While I have no doubt Collins has done more than his fare share of reasearch to write these books, one area he seemed to neglect is the chapter dealing with the Varus Disaster. Collins gives what I feel is a pseudo-historical account concluding that the 17th, 18th, and 19th Legions were annihilated in the middle of the Tuetoburg forest, making a last stand in a hastily built fortification.

He completely failed to mention anything about the overwhelming archaeological evidence found at the base of the Kalkriese berg by Tony Clunn and German archaeologists in the mid 1990's. Nor does he mention the outlying archaeological evidence east of the Kalkriese bottelneck, in the eastern gap of the Wiehengebrige Ridge near Ostercappeln where the remnants of the Roman Army broke out of the forest before finally being destroyed a day later at Kalkriese.
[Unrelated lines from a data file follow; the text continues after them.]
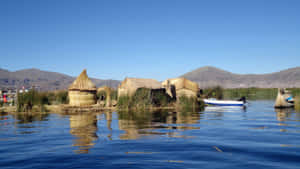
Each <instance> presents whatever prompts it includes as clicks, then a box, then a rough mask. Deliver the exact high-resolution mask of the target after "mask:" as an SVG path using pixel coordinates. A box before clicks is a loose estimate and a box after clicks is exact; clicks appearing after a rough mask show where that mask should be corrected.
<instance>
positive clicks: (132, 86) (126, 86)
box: [119, 78, 162, 89]
mask: <svg viewBox="0 0 300 169" xmlns="http://www.w3.org/2000/svg"><path fill="white" fill-rule="evenodd" d="M119 88H132V89H138V88H149V89H160V88H162V85H161V83H160V82H158V81H157V80H154V79H138V78H126V79H125V80H124V81H123V82H122V83H121V85H120V86H119Z"/></svg>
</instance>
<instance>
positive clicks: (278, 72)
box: [182, 66, 300, 88]
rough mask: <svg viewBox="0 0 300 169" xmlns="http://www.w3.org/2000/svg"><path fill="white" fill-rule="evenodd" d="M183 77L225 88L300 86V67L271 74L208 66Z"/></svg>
mask: <svg viewBox="0 0 300 169" xmlns="http://www.w3.org/2000/svg"><path fill="white" fill-rule="evenodd" d="M182 77H185V78H187V79H189V80H192V81H195V82H197V83H198V84H199V85H200V87H201V88H206V87H211V86H217V85H219V86H222V87H224V88H248V87H260V88H277V87H286V88H289V87H300V67H296V68H291V69H287V70H282V71H280V72H275V73H269V74H234V73H231V72H228V71H225V70H221V69H218V68H215V67H210V66H207V67H202V68H199V69H196V70H194V71H191V72H188V73H186V74H184V75H182Z"/></svg>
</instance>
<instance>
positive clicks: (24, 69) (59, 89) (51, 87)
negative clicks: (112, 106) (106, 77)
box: [0, 69, 120, 91]
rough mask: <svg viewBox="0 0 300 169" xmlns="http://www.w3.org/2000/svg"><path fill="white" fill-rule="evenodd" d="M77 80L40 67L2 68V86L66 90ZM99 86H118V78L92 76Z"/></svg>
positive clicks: (1, 79) (116, 86) (3, 86)
mask: <svg viewBox="0 0 300 169" xmlns="http://www.w3.org/2000/svg"><path fill="white" fill-rule="evenodd" d="M74 80H75V77H72V76H68V75H65V74H61V73H55V72H47V71H42V70H39V69H24V70H20V71H15V72H10V71H8V70H4V69H0V88H20V87H22V86H24V87H26V88H27V87H31V86H33V85H34V86H37V87H38V88H39V89H40V90H42V91H49V90H64V89H67V88H68V87H69V85H70V84H71V83H72V82H73V81H74ZM91 80H92V81H93V82H94V83H95V85H96V86H97V87H99V86H103V85H107V86H111V87H114V88H116V87H117V86H118V84H119V83H120V82H119V81H117V80H101V79H95V78H91Z"/></svg>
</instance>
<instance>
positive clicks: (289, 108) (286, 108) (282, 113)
mask: <svg viewBox="0 0 300 169" xmlns="http://www.w3.org/2000/svg"><path fill="white" fill-rule="evenodd" d="M275 112H276V117H277V120H278V121H279V122H283V121H286V120H287V119H288V118H291V116H292V113H294V112H295V110H294V109H293V108H285V109H275Z"/></svg>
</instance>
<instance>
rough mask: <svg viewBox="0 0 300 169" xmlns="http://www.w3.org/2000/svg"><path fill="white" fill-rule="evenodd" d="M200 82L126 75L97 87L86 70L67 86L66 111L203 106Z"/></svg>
mask: <svg viewBox="0 0 300 169" xmlns="http://www.w3.org/2000/svg"><path fill="white" fill-rule="evenodd" d="M199 91H200V89H199V86H198V84H197V83H195V82H192V81H190V80H188V79H185V78H175V79H168V80H165V81H164V82H162V83H161V82H158V81H157V80H154V79H141V78H125V79H124V81H122V83H121V84H120V85H119V86H118V89H117V90H115V89H112V88H109V87H107V86H104V87H100V88H99V89H97V88H96V85H95V84H93V82H92V81H91V80H90V79H89V77H88V76H87V72H86V70H83V72H82V73H81V74H80V75H79V76H78V77H77V78H76V80H75V81H74V82H73V83H72V84H71V85H70V87H69V89H68V96H69V104H68V105H64V106H63V110H64V111H65V112H85V111H101V110H103V109H118V110H131V109H178V108H191V109H193V110H195V109H199V108H203V107H204V104H203V102H202V101H201V100H200V99H199Z"/></svg>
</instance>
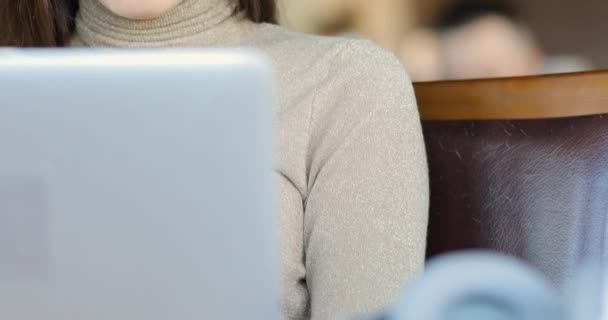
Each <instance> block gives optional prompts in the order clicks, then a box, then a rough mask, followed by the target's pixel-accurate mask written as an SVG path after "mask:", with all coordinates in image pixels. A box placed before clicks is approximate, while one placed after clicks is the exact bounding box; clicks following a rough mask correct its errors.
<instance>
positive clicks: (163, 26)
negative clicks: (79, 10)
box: [73, 0, 240, 47]
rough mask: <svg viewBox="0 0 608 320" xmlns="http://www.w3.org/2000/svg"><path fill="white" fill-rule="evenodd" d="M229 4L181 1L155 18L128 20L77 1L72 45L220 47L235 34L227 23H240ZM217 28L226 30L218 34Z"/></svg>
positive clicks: (98, 2)
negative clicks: (186, 46) (232, 21)
mask: <svg viewBox="0 0 608 320" xmlns="http://www.w3.org/2000/svg"><path fill="white" fill-rule="evenodd" d="M232 3H233V1H231V0H183V1H182V2H181V3H180V4H179V5H178V6H176V7H175V8H173V9H171V10H170V11H168V12H167V13H165V14H164V15H162V16H160V17H158V18H155V19H150V20H131V19H127V18H123V17H120V16H117V15H116V14H114V13H112V12H111V11H110V10H108V9H107V8H106V7H104V6H103V5H102V4H101V3H100V2H99V0H80V11H79V13H78V15H77V17H76V32H75V35H74V39H73V42H76V45H78V44H82V45H86V46H105V47H108V46H110V47H168V46H169V47H170V46H208V45H221V44H223V43H225V42H226V41H229V38H230V36H231V33H234V32H238V28H235V26H234V25H233V28H232V29H233V30H232V31H233V32H230V31H231V30H229V29H231V28H230V26H227V24H229V22H230V20H240V18H239V17H234V9H235V6H234V5H233V4H232ZM235 24H236V23H235ZM220 27H223V29H226V30H219V29H220ZM215 29H218V30H215ZM215 31H217V32H215Z"/></svg>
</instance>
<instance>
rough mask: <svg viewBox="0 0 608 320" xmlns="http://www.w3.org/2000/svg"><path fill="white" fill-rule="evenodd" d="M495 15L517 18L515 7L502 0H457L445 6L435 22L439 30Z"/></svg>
mask: <svg viewBox="0 0 608 320" xmlns="http://www.w3.org/2000/svg"><path fill="white" fill-rule="evenodd" d="M488 15H497V16H501V17H504V18H506V19H508V20H510V21H513V22H517V20H518V19H519V17H518V15H517V12H516V10H515V8H513V7H512V6H510V5H509V4H507V3H506V2H503V1H495V0H494V1H493V0H457V1H456V2H455V3H453V4H452V5H451V6H449V7H448V8H447V10H445V11H444V12H443V14H442V15H441V16H440V18H439V19H438V21H437V23H436V27H437V29H439V30H441V31H445V30H449V29H453V28H458V27H461V26H464V25H466V24H468V23H470V22H472V21H474V20H476V19H478V18H480V17H483V16H488Z"/></svg>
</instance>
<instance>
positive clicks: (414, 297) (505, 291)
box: [386, 252, 591, 320]
mask: <svg viewBox="0 0 608 320" xmlns="http://www.w3.org/2000/svg"><path fill="white" fill-rule="evenodd" d="M386 318H388V319H391V320H565V319H566V318H565V313H564V312H563V310H562V305H561V303H560V300H559V295H558V294H557V291H556V290H555V288H553V287H552V286H551V284H550V283H549V281H548V280H547V279H545V278H544V277H543V275H542V274H540V273H539V272H537V271H536V270H534V269H533V268H531V267H529V266H528V265H526V264H524V263H522V262H520V261H518V260H516V259H514V258H511V257H507V256H502V255H498V254H494V253H489V252H466V253H459V254H451V255H446V256H442V257H439V258H436V259H434V260H433V261H431V262H430V263H429V265H428V267H427V270H426V272H425V273H424V274H423V275H422V276H421V277H420V278H419V279H417V280H416V281H414V282H413V283H412V284H411V285H410V286H409V287H408V288H407V289H406V290H405V292H404V294H403V296H402V297H401V299H400V300H399V302H398V303H397V304H396V305H395V307H394V308H393V310H390V311H389V312H388V313H387V315H386ZM588 320H591V319H588Z"/></svg>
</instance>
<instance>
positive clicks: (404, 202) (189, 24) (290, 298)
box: [0, 0, 428, 319]
mask: <svg viewBox="0 0 608 320" xmlns="http://www.w3.org/2000/svg"><path fill="white" fill-rule="evenodd" d="M234 1H236V0H234ZM2 3H3V4H2V5H3V6H4V7H3V8H0V40H1V42H0V45H9V46H68V45H69V46H91V47H102V46H103V47H108V46H112V47H113V46H116V47H161V46H163V47H164V46H166V47H171V46H190V47H192V46H198V47H203V46H235V45H239V46H253V47H257V48H259V49H261V50H263V51H264V52H266V53H267V54H268V55H269V56H270V57H271V58H272V59H273V61H274V64H275V68H276V70H277V72H276V74H277V80H278V84H279V90H278V92H279V102H280V103H279V105H280V107H278V109H277V115H278V119H279V121H278V131H277V132H278V135H279V137H278V147H279V154H278V158H277V162H276V166H275V168H276V173H277V174H276V177H277V181H278V185H279V188H280V189H279V190H280V196H279V199H280V204H281V211H280V218H279V220H280V228H281V240H282V243H281V246H282V247H281V259H282V272H283V279H282V280H283V281H282V283H283V292H282V294H283V313H284V316H285V318H286V319H306V318H308V317H312V318H314V319H329V318H332V317H334V316H335V315H351V314H356V313H367V312H374V311H377V310H379V309H381V308H383V307H385V306H386V305H387V304H389V303H391V302H392V301H393V299H394V298H395V296H396V295H397V294H398V292H399V291H400V289H401V288H402V287H403V285H404V284H405V283H406V281H407V280H408V279H410V278H411V277H412V275H414V274H415V273H416V272H418V271H419V270H420V269H421V267H422V265H423V261H424V251H425V240H426V239H425V233H426V225H427V210H428V185H427V184H428V182H427V167H426V161H425V151H424V146H423V140H422V132H421V129H420V123H419V118H418V112H417V108H416V103H415V98H414V94H413V92H412V87H411V83H410V82H409V79H408V77H407V75H406V73H405V72H404V70H403V68H402V67H401V65H400V64H399V62H398V60H397V59H396V58H395V57H394V56H392V55H390V54H388V53H386V52H385V51H383V50H382V49H379V48H378V47H376V46H375V45H373V44H371V43H369V42H365V41H361V40H342V39H337V38H323V37H317V36H306V35H300V34H294V33H290V32H287V31H285V30H283V29H281V28H280V27H278V26H275V25H273V24H270V23H272V22H273V21H274V4H273V3H272V1H271V0H239V1H238V2H233V0H79V1H78V0H20V1H12V0H11V1H3V2H2ZM252 276H255V275H252Z"/></svg>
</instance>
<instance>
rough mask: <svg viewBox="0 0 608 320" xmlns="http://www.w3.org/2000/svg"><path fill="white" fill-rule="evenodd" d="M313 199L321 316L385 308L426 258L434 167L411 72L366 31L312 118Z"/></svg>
mask: <svg viewBox="0 0 608 320" xmlns="http://www.w3.org/2000/svg"><path fill="white" fill-rule="evenodd" d="M308 180H309V181H308V195H307V196H306V199H305V212H304V245H305V259H306V260H305V264H306V281H307V286H308V289H309V293H310V296H311V302H310V303H311V306H310V307H311V313H312V314H311V316H312V319H315V320H316V319H329V318H332V317H335V316H348V315H354V314H360V313H370V312H376V311H378V310H380V309H382V308H384V307H386V306H387V305H389V304H390V303H392V302H393V301H394V299H395V298H396V296H397V295H398V294H399V292H400V291H401V290H402V288H403V286H404V285H405V284H406V283H407V281H408V280H409V279H411V278H412V276H414V275H416V274H417V273H418V272H419V271H420V270H421V269H422V267H423V264H424V257H425V244H426V230H427V221H428V201H429V200H428V198H429V197H428V170H427V163H426V156H425V149H424V143H423V137H422V131H421V126H420V120H419V115H418V111H417V107H416V101H415V96H414V94H413V89H412V85H411V82H410V80H409V78H408V76H407V74H406V72H405V70H404V69H403V67H402V66H401V64H400V63H399V62H398V60H397V59H396V58H395V57H394V56H393V55H391V54H389V53H387V52H385V51H384V50H382V49H380V48H378V47H376V46H375V45H372V44H371V43H369V42H367V41H361V40H353V41H348V42H345V43H344V46H343V47H342V48H341V50H340V51H339V52H338V53H337V54H336V56H335V58H334V61H333V63H332V66H331V70H330V72H329V74H328V78H327V80H326V81H325V83H324V88H323V89H322V90H320V92H319V93H318V95H317V97H316V100H315V104H314V108H313V113H312V119H311V132H310V143H309V153H308Z"/></svg>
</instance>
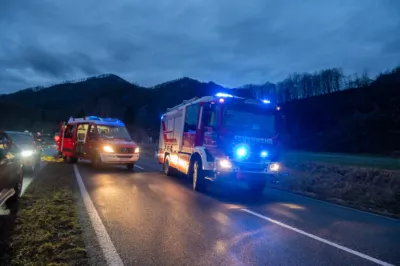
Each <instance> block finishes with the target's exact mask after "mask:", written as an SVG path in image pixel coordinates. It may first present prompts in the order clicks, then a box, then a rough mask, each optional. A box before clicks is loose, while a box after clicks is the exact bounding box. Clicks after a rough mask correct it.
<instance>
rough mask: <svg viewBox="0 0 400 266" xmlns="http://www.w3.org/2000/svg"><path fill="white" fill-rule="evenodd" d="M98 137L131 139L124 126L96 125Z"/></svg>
mask: <svg viewBox="0 0 400 266" xmlns="http://www.w3.org/2000/svg"><path fill="white" fill-rule="evenodd" d="M97 131H98V133H99V136H100V138H103V139H123V140H132V139H131V136H130V135H129V133H128V130H126V128H125V127H121V126H104V125H97Z"/></svg>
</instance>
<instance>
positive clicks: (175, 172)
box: [163, 155, 176, 176]
mask: <svg viewBox="0 0 400 266" xmlns="http://www.w3.org/2000/svg"><path fill="white" fill-rule="evenodd" d="M170 161H171V160H170V158H169V155H167V156H165V159H164V164H163V171H164V174H165V175H167V176H174V175H175V174H176V170H175V169H174V168H173V167H171V166H170Z"/></svg>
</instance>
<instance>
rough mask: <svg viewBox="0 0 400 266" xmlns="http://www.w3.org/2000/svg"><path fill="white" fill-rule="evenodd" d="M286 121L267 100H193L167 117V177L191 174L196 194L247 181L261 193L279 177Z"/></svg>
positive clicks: (219, 95)
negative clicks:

Nor does he cite the scatter pattern of artifacts west of Kalkriese which indicate that some of the Roman army broke through the ambush and made a run for it before most were likely mopped up by their pursuers. The Germans even built their own earthen and wicker fortifications there indicating that Arminius had likely planned all along to drag the Romans all the way through his Tuetoburg gauntlet before delivering the coup-de-grace at Kalkriese.

Having read both classical and contemporary literature on this subject, and spent three days traversing the battlefield myself, I was very much looking forward to a fresh take on the facts. But the facts, at least in this portion, were ignored.